5 Same as 4, plus at least one impact analysis demonstrating change in clinician behavior with resulting beneficial effect.
Formula
Addition of the selected points:
0 points 1 point 2 points
History1 Mostly low-risk features Mixture of high-risk and low-risk features Mostly high-risk features
EKG Normal Non-specific changes2 New ischemic changes3
Age (years) <45 45–65 ≥65
Risk factors4 No known risk factors 1–2 risk factors ≥3 risk factors or history of atherosclerotic disease (CAD, CVA, PAD)
Initial troponin5 ≤normal limit 1–2× normal limit >2× normal limit
  1. High risk features of chest pain: Retrosternal pain, pressure, radiation to jaw/left shoulder/arms, duration 5–15 min, initiated by exercise/cold/emotion, perspiration, nausea/vomiting, reaction on nitrates within mins, patient recognizes symptoms. Low risk features: well localized, sharp, non-exertional, no diaphoresis, no nausea or vomiting, and reproducible with palpation.
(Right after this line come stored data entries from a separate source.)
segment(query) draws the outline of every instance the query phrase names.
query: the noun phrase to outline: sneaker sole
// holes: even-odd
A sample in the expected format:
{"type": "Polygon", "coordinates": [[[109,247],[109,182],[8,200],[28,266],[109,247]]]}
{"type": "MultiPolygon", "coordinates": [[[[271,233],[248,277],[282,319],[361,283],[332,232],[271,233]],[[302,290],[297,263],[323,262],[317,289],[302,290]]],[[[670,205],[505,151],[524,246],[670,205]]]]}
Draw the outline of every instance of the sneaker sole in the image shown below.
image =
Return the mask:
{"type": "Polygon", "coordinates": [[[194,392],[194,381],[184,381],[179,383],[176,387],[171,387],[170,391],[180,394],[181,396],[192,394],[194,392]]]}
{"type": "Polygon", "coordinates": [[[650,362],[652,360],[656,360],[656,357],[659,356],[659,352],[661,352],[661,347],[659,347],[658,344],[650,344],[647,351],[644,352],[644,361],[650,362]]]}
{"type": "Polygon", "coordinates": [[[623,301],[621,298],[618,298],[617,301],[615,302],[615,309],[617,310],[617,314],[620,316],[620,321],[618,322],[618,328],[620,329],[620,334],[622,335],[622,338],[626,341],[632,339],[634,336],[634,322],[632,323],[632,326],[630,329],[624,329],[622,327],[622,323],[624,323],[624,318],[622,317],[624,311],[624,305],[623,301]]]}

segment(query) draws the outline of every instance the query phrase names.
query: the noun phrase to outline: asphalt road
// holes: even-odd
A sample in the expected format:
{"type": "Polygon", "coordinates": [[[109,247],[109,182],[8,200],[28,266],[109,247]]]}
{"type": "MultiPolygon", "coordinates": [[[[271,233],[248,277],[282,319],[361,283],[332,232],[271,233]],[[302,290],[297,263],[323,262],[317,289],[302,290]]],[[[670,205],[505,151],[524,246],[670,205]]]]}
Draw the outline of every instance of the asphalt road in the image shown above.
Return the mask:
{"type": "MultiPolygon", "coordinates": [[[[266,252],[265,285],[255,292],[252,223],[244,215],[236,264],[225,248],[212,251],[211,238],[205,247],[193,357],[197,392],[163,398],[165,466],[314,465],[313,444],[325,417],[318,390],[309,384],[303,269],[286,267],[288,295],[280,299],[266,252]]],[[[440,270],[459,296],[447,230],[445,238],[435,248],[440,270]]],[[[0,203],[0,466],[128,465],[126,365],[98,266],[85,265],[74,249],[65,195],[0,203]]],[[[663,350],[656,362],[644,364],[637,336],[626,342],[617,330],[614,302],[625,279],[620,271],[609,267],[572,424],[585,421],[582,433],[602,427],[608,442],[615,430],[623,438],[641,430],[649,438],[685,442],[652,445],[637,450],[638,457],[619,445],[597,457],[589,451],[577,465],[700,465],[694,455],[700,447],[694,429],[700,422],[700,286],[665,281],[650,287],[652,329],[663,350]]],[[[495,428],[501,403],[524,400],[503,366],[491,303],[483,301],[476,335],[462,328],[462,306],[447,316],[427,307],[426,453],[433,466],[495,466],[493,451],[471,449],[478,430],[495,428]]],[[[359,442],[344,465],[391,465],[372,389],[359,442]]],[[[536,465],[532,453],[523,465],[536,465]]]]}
  2. Repolarization abnormalities, non-specific T wave changes, non-specific ST-segment depression or elevation, bundle branch blocks, pacemaker rhythms, LVH, early repolarization, or digoxin effect.

  3. lschemic ST-segment depression or new ischemic T-wave inversions.

  4. HTN, hypercholesterolemia, DM, obesity (BMI >30 kg/m2), smoking (current, or smoking cessation ≤3 mo), positive family history (parent or sibling with CVD before age 55).

  5. Use local assays and corresponding cutoffs.

Facts & Figures

Interpretation:
HEART Score Initial troponin Recommendation Risk
≤3 0 points If no new ischemic EKG changes or history of CAD, repeat troponin at 3 hours and if negative, discharge home with outpatient follow-up. Low (<1% 30-day MACE)
1–2 points Cardiology consultation and admission recommended. Further testing indicated. High
≥4 0 points Admit to hospital or observation. Further testing indicated.
1–2 points Cardiology consultation and admission recommended. Further testing indicated.